Après la prolongation du Traité sur la réduction des armes stratégiques (START), la Russie et les Etats-Unis doivent songer aux prochaines démarches en matière de maîtrise des armements. Les deux pays se disent ouverts au dialogue à ce sujet. Mais cela ne sera pas aussi facile que dans le cas du START: un travail long et difficile attend la Russie et les Etats-Unis.
La prolongation du START peut être qualifiée de "proie facile" ou, comme disent les experts américains, de "low hanging fruit". Les autorités russes prônaient initialement la prolongation de ce traité. Joe Biden ne doutait pas non plus de cette nécessité (ce qui n'est pas surprenant, car le START a été signé quand il occupait le poste de vice-président). Et puisque les deux camps étaient d'accord, la question était seulement de savoir comment il est possible de remplir toutes les modalités avant le 5 février (date d'expiration du traité).
A présent, ils devront déterminer les démarches à venir.
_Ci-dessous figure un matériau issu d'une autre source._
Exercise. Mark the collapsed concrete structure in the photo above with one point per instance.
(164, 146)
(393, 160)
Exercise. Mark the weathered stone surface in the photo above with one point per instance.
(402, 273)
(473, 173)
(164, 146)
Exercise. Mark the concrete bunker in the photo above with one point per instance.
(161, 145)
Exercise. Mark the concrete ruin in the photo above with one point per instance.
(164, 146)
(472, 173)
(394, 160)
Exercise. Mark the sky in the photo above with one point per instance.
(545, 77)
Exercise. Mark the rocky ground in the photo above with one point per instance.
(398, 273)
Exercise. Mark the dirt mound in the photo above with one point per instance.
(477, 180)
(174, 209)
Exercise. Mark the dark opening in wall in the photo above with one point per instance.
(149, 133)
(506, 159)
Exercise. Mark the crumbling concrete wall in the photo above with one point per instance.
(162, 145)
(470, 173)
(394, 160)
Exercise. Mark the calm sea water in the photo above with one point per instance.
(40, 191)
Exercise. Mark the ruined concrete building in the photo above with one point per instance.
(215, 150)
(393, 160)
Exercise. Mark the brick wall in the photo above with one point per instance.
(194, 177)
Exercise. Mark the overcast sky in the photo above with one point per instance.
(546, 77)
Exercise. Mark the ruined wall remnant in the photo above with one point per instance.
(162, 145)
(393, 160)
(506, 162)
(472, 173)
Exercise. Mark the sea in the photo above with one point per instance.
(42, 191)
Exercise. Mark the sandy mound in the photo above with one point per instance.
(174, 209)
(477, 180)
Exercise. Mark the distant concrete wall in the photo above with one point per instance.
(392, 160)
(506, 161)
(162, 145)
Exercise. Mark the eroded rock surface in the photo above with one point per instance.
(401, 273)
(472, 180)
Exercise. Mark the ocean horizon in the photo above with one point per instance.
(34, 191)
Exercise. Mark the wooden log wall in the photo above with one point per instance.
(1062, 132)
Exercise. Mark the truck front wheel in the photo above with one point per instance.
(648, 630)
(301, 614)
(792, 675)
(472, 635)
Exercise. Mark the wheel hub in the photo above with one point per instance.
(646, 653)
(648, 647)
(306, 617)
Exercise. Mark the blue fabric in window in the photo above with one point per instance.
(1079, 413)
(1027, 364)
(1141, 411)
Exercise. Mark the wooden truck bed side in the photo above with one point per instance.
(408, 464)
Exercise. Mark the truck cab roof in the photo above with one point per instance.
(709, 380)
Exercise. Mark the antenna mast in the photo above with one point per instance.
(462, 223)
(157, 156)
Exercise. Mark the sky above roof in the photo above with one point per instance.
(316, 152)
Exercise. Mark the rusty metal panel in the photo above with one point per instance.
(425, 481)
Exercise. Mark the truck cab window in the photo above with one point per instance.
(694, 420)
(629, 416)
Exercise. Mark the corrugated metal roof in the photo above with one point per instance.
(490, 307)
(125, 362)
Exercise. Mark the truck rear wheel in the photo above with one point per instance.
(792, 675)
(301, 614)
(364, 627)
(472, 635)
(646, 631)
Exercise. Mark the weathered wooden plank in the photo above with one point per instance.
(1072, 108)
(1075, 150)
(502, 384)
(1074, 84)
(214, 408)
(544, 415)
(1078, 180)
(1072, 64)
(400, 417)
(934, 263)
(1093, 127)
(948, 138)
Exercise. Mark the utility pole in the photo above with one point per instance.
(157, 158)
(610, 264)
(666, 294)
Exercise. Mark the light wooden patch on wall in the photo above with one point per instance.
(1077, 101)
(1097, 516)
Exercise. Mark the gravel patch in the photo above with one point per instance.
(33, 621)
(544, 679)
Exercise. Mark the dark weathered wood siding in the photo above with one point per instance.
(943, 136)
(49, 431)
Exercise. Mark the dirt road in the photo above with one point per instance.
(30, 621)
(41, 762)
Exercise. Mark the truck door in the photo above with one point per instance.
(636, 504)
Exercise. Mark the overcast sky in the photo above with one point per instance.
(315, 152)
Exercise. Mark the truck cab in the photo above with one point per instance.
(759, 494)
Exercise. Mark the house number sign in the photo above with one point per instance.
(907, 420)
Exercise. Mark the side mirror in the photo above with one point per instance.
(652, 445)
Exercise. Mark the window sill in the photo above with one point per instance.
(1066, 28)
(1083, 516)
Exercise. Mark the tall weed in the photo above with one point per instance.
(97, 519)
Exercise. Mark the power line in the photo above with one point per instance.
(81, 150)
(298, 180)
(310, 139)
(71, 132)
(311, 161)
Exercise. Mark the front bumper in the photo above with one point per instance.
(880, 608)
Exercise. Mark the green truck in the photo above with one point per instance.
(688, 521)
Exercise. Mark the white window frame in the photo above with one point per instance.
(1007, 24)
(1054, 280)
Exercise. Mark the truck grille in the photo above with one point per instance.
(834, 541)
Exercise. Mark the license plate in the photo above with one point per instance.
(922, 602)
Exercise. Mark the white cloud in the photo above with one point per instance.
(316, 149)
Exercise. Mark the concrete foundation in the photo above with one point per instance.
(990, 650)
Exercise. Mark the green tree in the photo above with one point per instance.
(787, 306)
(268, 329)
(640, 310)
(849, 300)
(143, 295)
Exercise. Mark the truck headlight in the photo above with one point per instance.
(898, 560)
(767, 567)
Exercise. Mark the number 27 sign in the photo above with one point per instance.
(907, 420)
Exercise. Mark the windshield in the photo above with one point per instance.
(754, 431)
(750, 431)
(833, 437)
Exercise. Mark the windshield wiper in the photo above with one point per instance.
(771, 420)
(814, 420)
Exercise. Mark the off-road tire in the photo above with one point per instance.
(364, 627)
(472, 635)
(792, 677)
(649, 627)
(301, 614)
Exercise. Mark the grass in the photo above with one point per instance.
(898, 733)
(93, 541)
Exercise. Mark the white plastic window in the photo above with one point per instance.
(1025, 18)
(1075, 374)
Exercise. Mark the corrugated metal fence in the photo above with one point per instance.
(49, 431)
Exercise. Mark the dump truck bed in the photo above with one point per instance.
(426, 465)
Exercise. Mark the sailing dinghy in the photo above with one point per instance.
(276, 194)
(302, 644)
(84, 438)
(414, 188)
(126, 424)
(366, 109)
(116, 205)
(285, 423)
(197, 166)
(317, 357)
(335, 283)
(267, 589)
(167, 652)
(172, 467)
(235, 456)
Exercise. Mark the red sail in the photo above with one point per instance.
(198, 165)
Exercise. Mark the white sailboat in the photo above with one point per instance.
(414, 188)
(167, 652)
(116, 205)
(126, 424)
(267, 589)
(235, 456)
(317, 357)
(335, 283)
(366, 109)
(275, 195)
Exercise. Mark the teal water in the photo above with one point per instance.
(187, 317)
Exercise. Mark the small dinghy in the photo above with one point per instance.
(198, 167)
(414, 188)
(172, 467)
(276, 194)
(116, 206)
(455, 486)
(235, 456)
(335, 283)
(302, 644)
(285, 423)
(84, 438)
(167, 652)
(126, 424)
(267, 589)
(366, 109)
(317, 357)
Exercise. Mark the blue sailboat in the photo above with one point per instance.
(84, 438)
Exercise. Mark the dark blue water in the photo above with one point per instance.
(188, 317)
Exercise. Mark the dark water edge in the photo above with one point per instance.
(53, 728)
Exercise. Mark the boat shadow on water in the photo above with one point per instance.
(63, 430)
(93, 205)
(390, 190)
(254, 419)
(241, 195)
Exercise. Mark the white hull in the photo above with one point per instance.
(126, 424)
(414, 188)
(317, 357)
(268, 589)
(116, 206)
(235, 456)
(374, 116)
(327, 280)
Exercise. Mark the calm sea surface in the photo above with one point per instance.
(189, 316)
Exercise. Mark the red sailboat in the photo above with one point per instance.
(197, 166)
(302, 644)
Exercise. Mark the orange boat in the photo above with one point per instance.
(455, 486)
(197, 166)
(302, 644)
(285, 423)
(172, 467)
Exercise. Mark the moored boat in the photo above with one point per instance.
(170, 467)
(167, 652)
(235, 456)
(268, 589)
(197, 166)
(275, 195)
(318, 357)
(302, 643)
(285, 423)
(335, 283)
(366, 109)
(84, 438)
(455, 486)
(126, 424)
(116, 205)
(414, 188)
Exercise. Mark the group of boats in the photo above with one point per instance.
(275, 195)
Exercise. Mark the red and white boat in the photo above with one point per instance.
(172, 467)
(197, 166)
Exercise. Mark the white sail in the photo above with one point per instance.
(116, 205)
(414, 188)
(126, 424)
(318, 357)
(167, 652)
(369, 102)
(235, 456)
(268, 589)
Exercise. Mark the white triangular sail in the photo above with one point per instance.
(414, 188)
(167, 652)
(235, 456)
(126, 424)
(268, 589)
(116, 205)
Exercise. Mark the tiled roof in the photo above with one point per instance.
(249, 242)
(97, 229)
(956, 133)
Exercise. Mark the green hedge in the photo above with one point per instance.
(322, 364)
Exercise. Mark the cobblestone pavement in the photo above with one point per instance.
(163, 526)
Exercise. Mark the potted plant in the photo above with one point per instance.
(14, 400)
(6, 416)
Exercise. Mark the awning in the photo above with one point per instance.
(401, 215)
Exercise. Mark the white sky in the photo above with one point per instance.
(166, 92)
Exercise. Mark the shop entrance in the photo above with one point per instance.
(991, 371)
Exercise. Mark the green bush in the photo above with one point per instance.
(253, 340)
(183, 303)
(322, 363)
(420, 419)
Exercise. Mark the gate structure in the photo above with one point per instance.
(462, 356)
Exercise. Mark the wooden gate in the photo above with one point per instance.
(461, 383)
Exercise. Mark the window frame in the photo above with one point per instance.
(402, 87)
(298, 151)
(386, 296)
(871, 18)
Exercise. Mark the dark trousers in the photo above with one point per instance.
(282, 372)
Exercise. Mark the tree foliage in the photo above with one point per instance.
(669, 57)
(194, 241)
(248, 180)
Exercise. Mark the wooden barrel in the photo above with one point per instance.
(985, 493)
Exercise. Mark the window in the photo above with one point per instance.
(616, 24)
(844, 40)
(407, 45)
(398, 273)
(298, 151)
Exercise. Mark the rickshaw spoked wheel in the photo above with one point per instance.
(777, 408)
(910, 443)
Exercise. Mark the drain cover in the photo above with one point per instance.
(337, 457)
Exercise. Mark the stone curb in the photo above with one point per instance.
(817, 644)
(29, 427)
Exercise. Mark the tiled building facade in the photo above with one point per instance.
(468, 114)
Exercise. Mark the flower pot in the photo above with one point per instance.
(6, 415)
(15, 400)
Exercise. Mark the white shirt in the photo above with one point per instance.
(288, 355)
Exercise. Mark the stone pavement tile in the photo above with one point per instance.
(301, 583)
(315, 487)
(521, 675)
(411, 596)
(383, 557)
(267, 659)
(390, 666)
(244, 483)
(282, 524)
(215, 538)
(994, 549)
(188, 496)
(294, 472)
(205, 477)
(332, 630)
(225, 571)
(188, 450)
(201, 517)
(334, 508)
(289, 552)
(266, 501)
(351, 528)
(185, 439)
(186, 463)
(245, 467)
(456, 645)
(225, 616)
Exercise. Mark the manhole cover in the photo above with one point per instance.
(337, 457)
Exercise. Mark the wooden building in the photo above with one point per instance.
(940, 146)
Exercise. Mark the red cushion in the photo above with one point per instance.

Quelle sera la suite? C'est une bonne question. L'équipe de Joe Biden devra analyser les stratégies en matière de sécurité nationale, de défense, de forces nucléaires, déterminer sa politique vis-à-vis de la Russie. Les candidats aux postes concernés au Pentagone et au département d'Etat américain n'ont pas encore été validés. En conséquence, on ignore encore qui sera en charge des négociations avec la Russie.
En automne déjà la Russie a transmis par écrit aux autorités américaines sa vision du contenu des négociations éventuelles dans le domaine de la maîtrise des armements. Le 20 janvier, le jour d'investiture de Joe Biden, le ministère russe des Affaires étrangères a publié un communiqué stipulant que ces initiatives restent d'actualité. Moscou appelle Washington à "s'occuper ensemble de l'élaboration d'une nouvelle équation de sécurité qui tiendrait compte de tous les facteurs de stabilité stratégique, y compris l'évolution des armements et des technologies militaires". Il faut se focaliser, selon le communiqué, "sur tous les types d'armements offensifs et défensifs, nucléaires et conventionnels capables de remplir des objectifs stratégiques, avec un accent particulier sur les moyens utilisés en cas de première frappe de contreforce contre le territoire national des parties".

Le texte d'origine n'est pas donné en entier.